Build, measure, learn also gives us, if we will take it, a way to stop lying. When things don’t work out, public officials should be able to say, “We ran a test. We ran it without spending too much time and money. The test proved that either our idea or our execution was wrong. We’ll learn from the failure and move on.”
One public leader pushed back on me when I proposed this route. “It’s not your name in the newspaper every day,” she said, polite not to call me naïve and too removed from the action to know better. She also might have been right to proceed more cautiously. I know the internal narrative that gets us to where she got: If I make a mistake and admit it, the press will pillory me. The public will doubt me. My opponents will challenge me. My allies will desert me.

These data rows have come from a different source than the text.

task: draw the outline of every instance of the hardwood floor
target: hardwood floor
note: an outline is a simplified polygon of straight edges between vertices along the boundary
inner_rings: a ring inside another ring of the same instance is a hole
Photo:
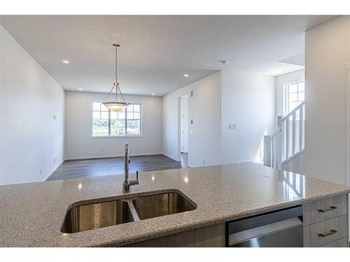
[[[181,162],[177,162],[162,154],[130,157],[130,173],[186,168],[187,156],[181,154]],[[48,180],[108,175],[124,175],[123,157],[66,161]]]

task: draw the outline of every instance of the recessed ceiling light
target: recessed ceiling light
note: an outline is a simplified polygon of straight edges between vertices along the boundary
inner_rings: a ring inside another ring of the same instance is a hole
[[[278,75],[284,71],[285,70],[286,70],[285,67],[280,66],[280,67],[274,67],[273,68],[271,68],[270,71],[273,74]]]

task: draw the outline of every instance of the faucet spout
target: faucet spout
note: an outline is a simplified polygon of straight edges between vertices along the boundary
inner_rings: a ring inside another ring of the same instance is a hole
[[[136,178],[135,180],[129,180],[129,144],[124,144],[124,182],[122,182],[122,193],[128,193],[130,186],[139,184],[139,171],[136,171]]]

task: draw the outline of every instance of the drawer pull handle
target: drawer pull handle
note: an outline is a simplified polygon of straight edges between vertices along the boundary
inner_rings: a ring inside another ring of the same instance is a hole
[[[318,212],[321,212],[321,213],[324,213],[325,212],[335,210],[336,209],[337,209],[337,207],[335,207],[334,205],[332,205],[328,209],[319,209]]]
[[[329,232],[327,232],[327,233],[325,233],[324,234],[318,234],[318,235],[321,238],[324,238],[324,237],[326,237],[328,235],[333,235],[333,234],[335,234],[336,233],[337,233],[338,231],[337,231],[336,230],[334,230],[334,229],[331,229],[330,231]]]

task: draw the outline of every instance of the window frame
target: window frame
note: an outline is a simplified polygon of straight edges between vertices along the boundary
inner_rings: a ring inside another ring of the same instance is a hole
[[[111,110],[108,109],[108,135],[102,135],[102,136],[94,136],[93,135],[93,123],[94,123],[94,108],[93,108],[93,103],[102,103],[101,102],[94,102],[92,101],[92,110],[90,110],[91,112],[91,138],[92,139],[98,139],[98,138],[141,138],[143,136],[142,134],[142,119],[144,118],[143,117],[143,110],[142,110],[142,103],[130,103],[130,105],[140,105],[140,133],[137,135],[127,135],[127,108],[125,108],[125,135],[111,135]],[[100,112],[106,112],[106,111],[101,111]],[[134,112],[134,111],[133,111]]]
[[[293,81],[293,82],[287,82],[287,83],[285,83],[284,84],[284,89],[283,89],[283,115],[284,116],[286,116],[287,115],[289,112],[288,112],[288,109],[289,108],[287,108],[287,106],[288,106],[288,101],[287,101],[287,88],[288,86],[290,85],[298,85],[300,83],[304,83],[304,96],[305,95],[305,80],[304,79],[300,79],[299,80],[296,80],[296,81]],[[289,92],[288,92],[289,93]],[[297,96],[299,94],[299,89],[297,92],[295,92],[297,94]],[[304,101],[305,101],[305,99],[304,99]],[[300,103],[302,103],[300,102]]]

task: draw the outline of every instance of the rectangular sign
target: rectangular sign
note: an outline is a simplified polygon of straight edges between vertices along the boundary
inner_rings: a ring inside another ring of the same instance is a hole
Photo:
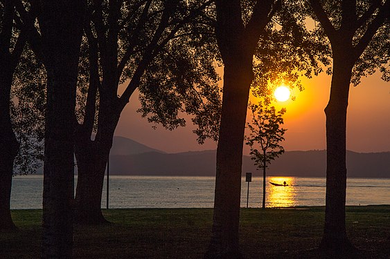
[[[252,173],[247,173],[246,174],[246,182],[251,182],[252,181]]]

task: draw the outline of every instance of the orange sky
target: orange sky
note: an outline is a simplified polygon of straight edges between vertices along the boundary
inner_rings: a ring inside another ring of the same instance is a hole
[[[322,73],[305,79],[305,90],[293,91],[295,101],[276,107],[285,107],[284,128],[286,151],[325,149],[325,114],[329,98],[331,77]],[[129,137],[168,153],[215,149],[216,144],[207,141],[199,145],[192,133],[194,126],[168,131],[161,126],[152,128],[135,111],[139,106],[134,95],[123,112],[115,135]],[[357,152],[390,151],[390,84],[379,74],[364,78],[357,87],[351,86],[347,121],[347,148]],[[191,124],[190,121],[189,124]],[[245,153],[247,154],[245,148]]]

I think the opposite may be true, though. I believe that if we pointed out our missteps, it would be better than having the press uncover them. With trust in public officials where it is today, it is quite possible that actual honesty could increase public faith. One study illustrated that operational transparency by government increases public trust in government and engagement with it. The paper was called “Surfacing the Submerged State.”13 We should surface the experimental state, too. We’d start not by saying we want to take on more risk. We don’t. What we would say is that the way we mostly build now, planning for years on end and then delivering programs or services that fall flat with the public, is high risk, too. And that there is a better way instead. That we can buy down the risk of trying new things, if we build, measure, and learn.